Bench Top Hydraulic Press Questions

[pirana]

I'm building a small hydraulic press & i'll probably use a 6 ton bottle jack for power. The top member is a W4 x 13 & the two uprights are C4 x 5.4. For the bed i'll probably use 2 pieces of 2-1/2 x 2-1/2 x 3/8 angle. My questions are what size & type round bar should I use to support the bed? Is 3/4" dia. rod stout enough ? And where is a good source for it, McMaster-Carr or MSC ? I want to drill the bed support holes in the uprights this weekend but need to know what size bar will suffice. Any advice would be appreciated.

 

[musgofasta]

I believe my hydraulic press only has 1/2'' or so rods. I'd think 3/4'' solid rods would be plenty strong. I know my Home Depot sells some pretty thick solid rod, and I've bought 3/4'' threaded rod there before.

Sorry I can't be any more help.

 

[t. jones]

Used spare wheel wrenches work well
Thanx Trevor

 

[pirana]

Used spare wheel wrenches work well
Thanx Trevor

I sure didn't think of that. I happen to have a big 4 way lug wrench laying around that would be perfect. Thanks

 

[akdiesel]

Why not just use 1/2" or 5/8" grade 8 bolts. Your local hardware store will carry them.

 

[RobSmith]

ooooh 6 tons on a 1/2" steel rod in shear ? I turned up a couple of 1" bars for my press. It may be overkill. But I have all my fingers and eyes. 3/4" would be OK. Tire / wheel wrenches are the softest steel you can buy...put one in a vise and bend it with one hand !

 

[balddave]

Ah the engineer in me is pulling out the calculator...
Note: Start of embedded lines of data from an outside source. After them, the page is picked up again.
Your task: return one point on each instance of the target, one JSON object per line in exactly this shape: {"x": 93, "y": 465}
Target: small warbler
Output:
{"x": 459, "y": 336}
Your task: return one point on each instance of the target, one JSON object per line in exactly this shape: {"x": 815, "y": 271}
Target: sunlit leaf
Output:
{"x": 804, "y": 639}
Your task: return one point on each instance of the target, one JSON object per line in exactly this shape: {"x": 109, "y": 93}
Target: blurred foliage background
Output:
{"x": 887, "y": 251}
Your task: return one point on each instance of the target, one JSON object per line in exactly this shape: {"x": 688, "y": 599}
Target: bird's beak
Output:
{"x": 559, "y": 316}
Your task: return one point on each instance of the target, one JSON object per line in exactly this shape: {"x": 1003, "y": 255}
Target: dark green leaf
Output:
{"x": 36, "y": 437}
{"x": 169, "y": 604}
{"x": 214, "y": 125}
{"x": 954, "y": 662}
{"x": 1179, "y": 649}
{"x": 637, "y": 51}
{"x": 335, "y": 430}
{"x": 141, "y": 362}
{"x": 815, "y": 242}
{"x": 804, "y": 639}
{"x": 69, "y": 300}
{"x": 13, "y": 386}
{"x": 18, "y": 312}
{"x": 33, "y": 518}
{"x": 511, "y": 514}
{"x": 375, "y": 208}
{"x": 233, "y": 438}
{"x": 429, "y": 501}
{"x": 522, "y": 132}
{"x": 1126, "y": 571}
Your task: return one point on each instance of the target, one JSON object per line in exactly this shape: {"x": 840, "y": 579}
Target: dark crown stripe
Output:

6ton * 2000lbs/ton = 12kip force

12kip / 4 = 3 kip (double shear on 2 bolts = 4)

(3/4)^2*pi/4 = .442 in^2

3kip / .442 in^2 = 6.8ksi

36ksi * .4 = 14.4ksi allowable based on A36 steel rod

6.8 / 14.4 = .472 < 1 therefore you'd be fine.

The only problem I see is with bearing... if the bearing area is too small you may see some localized yielding... which might ****** up the rods beyond use after a while...

3 kip / 14.4 ksi = .208 in^2

.208 in^2 / .75in = .277in

This means you need to support the bolt for a minimum of .277" each place it is in shear on both sides of the shear plane.

That's what I'd do..I'm sure someone could argue something different. But my 12 ton only has 3/4" bar, although that is higher strength material than A36 which is pretty much any run of the mill steel. So go with some 3/4" bar and you should be fine...or upgrade to some nice alloy steel and never think twice about it.

 

[z28snksknr]

Ah the engineer in me is pulling out the calculator...

6ton * 2000lbs/ton = 12kip force

12kip / 4 = 3 kip (double shear on 2 bolts = 4)

(3/4)^2*pi/4 = .442 in^2

3kip / .442 in^2 = 6.8ksi

36ksi * .4 = 14.4ksi allowable based on A36 steel rod

6.8 / 14.4 = .472 < 1 therefore you'd be fine.

The only problem I see is with bearing... if the bearing area is too small you may see some localized yielding... which might ****** up the rods beyond use after a while...

3 kip / 14.4 ksi = .208 in^2

.208 in^2 / .75in = .277in

This means you need to support the bolt for a minimum of .277" each place it is in shear on both sides of the shear plane.

That's what I'd do..I'm sure someone could argue something different. But my 12 ton only has 3/4" bar, although that is higher strength material than A36 which is pretty much any run of the mill steel. So go with some 3/4" bar and you should be fine...or upgrade to some nice alloy steel and never think twice about it.

Wow.... first post ever and it's load calculations.......

Welcome to the board!!

 

[pirana]

I cut some rods from the 4 way tire iron I mentioned in my previous post which I don't remember how I aquired it, but the dia. of the rod is 3/4". What ever it's made from (chrome vanadium?) it's tough. My cutting torch wouldn't cut it. I'll try it anyway.